Medical imaging technique

Angiography or arteriography is a medical imaging technique used to visualize the inside, or lumen, of blood vessels and organs of the body, with particular interest in the arteries, veins, and the heart chambers. Modern angiography is performed by injecting a radio-opaque contrast agent into the blood vessel and imaging using X-ray based techniques such as fluoroscopy. With time-of-flight (TOF) magnetic resonance it is no longer necessary to use a contrast.

The word itself comes from the Greek words ἀγγεῖον angeion 'vessel' and γράφειν graphein 'to write, record'. The film or image of the blood vessels is called an angiograph, or more commonly an angiogram. Though the word can describe both an arteriogram and a venogram, in everyday usage the terms angiogram and arteriogram are often used synonymously, whereas the term venogram is used more precisely.

The term angiography has been applied to radionuclide angiography and newer vascular imaging techniques such as CO_{2} angiography, CT angiography and MR angiography. The term isotope angiography has also been used, although this more correctly is referred to as isotope perfusion scanning.

==History==

Renal artery angiography video

The technique was first developed in 1927 by the Portuguese physician and neurologist Egas Moniz at the University of Lisbon to provide contrasted X-ray cerebral angiography in order to diagnose several kinds of nervous diseases, such as tumors, artery disease and arteriovenous malformations. Moniz is recognized as the pioneer in this field. He performed the first cerebral angiogram in Lisbon in 1927, and Reynaldo dos Santos performed the first aortogram in the same city in 1929. In fact, many current angiography techniques were developed by the Portuguese at the University of Lisbon. For example, in 1932, Lopo de Carvalho performed the first pulmonary angiogram via venous puncture of the superior member. In 1948 the first cavogram was performed by Sousa Pereira. With the introduction of the Seldinger technique in 1953, the procedure became markedly safer as no sharp introductory devices needed to remain inside the vascular lumen. Radial access technique for angiography can be traced back to 1989, when Lucien Campeau first cannulated the radial artery to perform a coronary angiogram.

==Technique==
Depending on the type of angiogram, access to the blood vessels is gained most commonly through the femoral artery, to look at the left side of the heart and at the arterial system; or the jugular or femoral vein, to look at the right side of the heart and at the venous system. Using a system of guide wires and catheters, a type of contrast agent (which shows up by absorbing the X-rays), is added to the blood to make it visible on the X-ray images.

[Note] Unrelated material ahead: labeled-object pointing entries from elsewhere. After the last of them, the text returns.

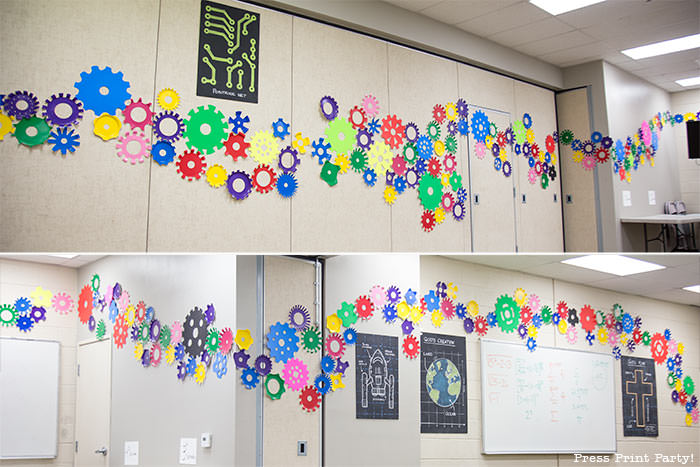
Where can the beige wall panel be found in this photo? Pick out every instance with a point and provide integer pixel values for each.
(539, 219)
(43, 197)
(580, 222)
(193, 216)
(289, 282)
(417, 82)
(493, 218)
(361, 442)
(349, 216)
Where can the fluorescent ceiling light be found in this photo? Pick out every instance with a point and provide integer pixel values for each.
(665, 47)
(613, 264)
(689, 81)
(557, 7)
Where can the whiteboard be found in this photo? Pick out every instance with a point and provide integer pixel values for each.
(547, 401)
(29, 372)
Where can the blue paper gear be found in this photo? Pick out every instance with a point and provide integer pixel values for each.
(90, 85)
(282, 342)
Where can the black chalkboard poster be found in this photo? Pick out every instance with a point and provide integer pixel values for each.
(229, 45)
(377, 377)
(639, 409)
(443, 384)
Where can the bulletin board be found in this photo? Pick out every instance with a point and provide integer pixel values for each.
(29, 402)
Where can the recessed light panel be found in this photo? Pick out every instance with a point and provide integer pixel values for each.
(613, 264)
(665, 47)
(557, 7)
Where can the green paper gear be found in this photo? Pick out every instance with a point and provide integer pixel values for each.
(358, 161)
(430, 192)
(311, 340)
(212, 341)
(22, 131)
(341, 135)
(347, 314)
(199, 140)
(507, 313)
(274, 395)
(329, 173)
(8, 315)
(546, 314)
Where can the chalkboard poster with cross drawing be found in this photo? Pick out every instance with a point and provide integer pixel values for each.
(639, 407)
(229, 45)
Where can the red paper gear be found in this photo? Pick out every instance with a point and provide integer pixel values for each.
(191, 165)
(501, 139)
(637, 336)
(525, 314)
(434, 167)
(428, 220)
(364, 307)
(272, 178)
(439, 113)
(587, 316)
(120, 331)
(309, 399)
(140, 311)
(447, 308)
(411, 348)
(358, 118)
(236, 146)
(549, 144)
(85, 304)
(392, 131)
(335, 337)
(659, 348)
(481, 326)
(563, 309)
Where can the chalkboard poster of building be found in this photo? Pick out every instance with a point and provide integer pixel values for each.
(443, 384)
(229, 45)
(376, 377)
(639, 409)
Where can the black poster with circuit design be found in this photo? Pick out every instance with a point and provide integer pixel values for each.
(639, 407)
(229, 44)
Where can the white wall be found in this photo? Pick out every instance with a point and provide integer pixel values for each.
(151, 405)
(19, 279)
(682, 102)
(485, 284)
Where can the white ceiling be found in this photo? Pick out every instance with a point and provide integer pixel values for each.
(596, 32)
(75, 262)
(667, 284)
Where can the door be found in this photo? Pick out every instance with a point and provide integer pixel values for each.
(92, 412)
(492, 193)
(291, 282)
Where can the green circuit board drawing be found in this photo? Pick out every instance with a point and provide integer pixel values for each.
(229, 40)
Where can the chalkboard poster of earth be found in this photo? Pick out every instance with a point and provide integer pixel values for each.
(443, 380)
(229, 45)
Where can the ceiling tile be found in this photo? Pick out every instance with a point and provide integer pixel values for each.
(537, 30)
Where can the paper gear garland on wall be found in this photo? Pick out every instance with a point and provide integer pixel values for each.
(389, 149)
(194, 346)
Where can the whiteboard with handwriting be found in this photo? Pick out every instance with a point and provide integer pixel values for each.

The X-ray images taken may either be still, displayed on an image intensifier or film, or motion images. For all structures except the heart, the images are usually taken using a technique called digital subtraction angiography or DSA. Images in this case are usually taken at 2–3 frames per second, which allows the interventional radiologist to evaluate the flow of the blood through a vessel or vessels. This technique "subtracts" the bones and other organs so only the vessels filled with contrast agent can be seen. The heart images are taken at 15–30 frames per second, not using a subtraction technique. Because DSA requires the patient to remain motionless, it cannot be used on the heart. Both these techniques enable the interventional radiologist or cardiologist to see stenosis (blockages or narrowings) inside the vessel which may be inhibiting the flow of blood and causing pain.

After the procedure has been completed, if the femoral technique is applied, the site of arterial entry is either manually compressed, stapled shut, or sutured in order to prevent access-site complications.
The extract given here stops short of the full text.